"Heigho!" the Corporal would say, as he paused in his excitement, "it's growing a dream already, Adam! There's no mony I can speak tae aboot these auld times;--no' auld to you and me. Folks' heads are taen up w' naething but getting money oot o' the peace we helped to get for the kintra: and little thanks for a' we did--little thanks, little thanks, atweel!" the Corporal would ejaculate in a die-away murmur.

But this was not a time to complain, but to rouse--not to pile arms, but to fire. And so the Corporal said, "Did I tell ye o' the sang made by Sandie Tamson? Ye'll mind Sandie weel--the schulemaster that listed? A maist clever chiel!"

"I mind him fine," said the Sergeant. "Curious eneuch, it was me that listed him! I hae heard a hantle o' his sangs."

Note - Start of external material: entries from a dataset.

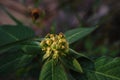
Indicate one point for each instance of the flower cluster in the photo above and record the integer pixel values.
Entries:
(54, 46)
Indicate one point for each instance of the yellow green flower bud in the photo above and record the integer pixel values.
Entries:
(54, 45)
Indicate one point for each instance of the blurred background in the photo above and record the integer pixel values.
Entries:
(54, 16)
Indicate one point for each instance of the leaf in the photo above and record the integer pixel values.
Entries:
(104, 69)
(77, 55)
(12, 34)
(9, 61)
(72, 63)
(52, 71)
(78, 33)
(32, 48)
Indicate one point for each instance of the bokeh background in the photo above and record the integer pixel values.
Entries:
(63, 15)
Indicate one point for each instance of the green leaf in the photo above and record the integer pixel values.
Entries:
(104, 69)
(72, 63)
(77, 55)
(78, 33)
(12, 34)
(32, 48)
(52, 71)
(9, 60)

"But no' this ane," said Dick, "for he made it--at least he said sae--for our auld Colonel in Perth. It seems Sandie, puir fallow, took to drink--or rather ne'er gied it ower--and sae he cam' beggin' in a kin' o' private genteel way, ye ken, to the Colonel; and when he got siller he wrote this sang for him. He gied me a copy for half-a-crown. I'll let ye hear 't--altho' my pipe is no sae guid as yer Sterlin's."

As the Corporal cleared his voice, the Sergeant lifted the nightcap from his ear, and said, "Sing awa'."

Dost thou remember, soldier, old and hoary,

The days we fought and conquered side by side,

On fields of battle famous now in story,

Where Britons triumphed, and where Britons died?